In one sense there was agreement. Maureen, a Sister of Loretto, argued that Republican budget proposals turned their back on Christ's admonition to care for "the least among us," the hungry, the sick, the homeless. Ghate did not dispute that. Rand, he said, was an atheist who did not believe in government efforts to help those in need.
Ghate countered Sister Maureen's religious position with a moral argument. He maintained that redistribution of wealth was unfair to the rich and weakened the ambition of the rest. I wasn't surprised by this position, since I'd heard it repeatedly during the fight on welfare reform.
What I did find startling was Ghate's insistence that just as there should be a separation of church and state, so there should be a separation of economics and state. That notion really got me thinking.
I've always understood that one's loyalty to God should take precedence over one's patriotic duty. Churches are exempt from taxation, and conscientious objectors aren't required to serve in war. Our high regard for the First Amendment shows the preeminence of faith in the American consciousness.
But to place economics on the same level as religious freedom seemed to me almost blasphemous. Are we really to believe that the freedom to make money should stand on the same level of religious liberty? Are the words of Milton Friedman equal to the Sermon on the Mount? I don't think so. But maybe in the eyes of Ayn Rand and Paul Ryan, they are.
Ayn Rand's biography goes a long way toward explaining her animus to government. Her first-hand experience of communism showed her how the state can crush people, kill dissent, and exile lovers of freedom to the gulag.
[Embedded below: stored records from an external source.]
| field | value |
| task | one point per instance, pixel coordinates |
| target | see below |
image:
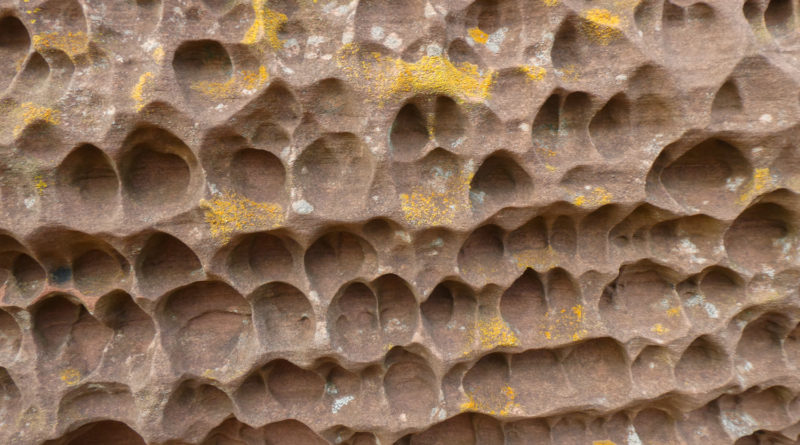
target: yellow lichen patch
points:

Horrified by what government power could do, she was determined to shrink it to the point of impotence.
America was the perfect place for Rand's single-minded celebration of the individual. After all, this was the nation that inspired intrepid emigrants to leave behind country, family, and friends with little more than the shirt on their back to make a new life. Here they wouldn't be judged by what they were before or who their parents were but by what they could made of themselves.
America was a beacon of freedom from its earliest days. But the freedom to earn one's living is not the same as the freedom to emasculate government. It's a mistake to enshrine individual liberty without acknowledging the role that a good government plays in preserving and promoting it. Look at places like Haiti, Somalia, and the Congo to see what happens when governments aren't around much.
When government is marginalized, it's not just individual freedom that suffers; the economy suffers too. A vibrant capitalism requires a legal system: contracts must be honored, fraud punished. Markets have to work, and for that we need a strong infrastructure of roads, rail, energy, and water and sewage systems.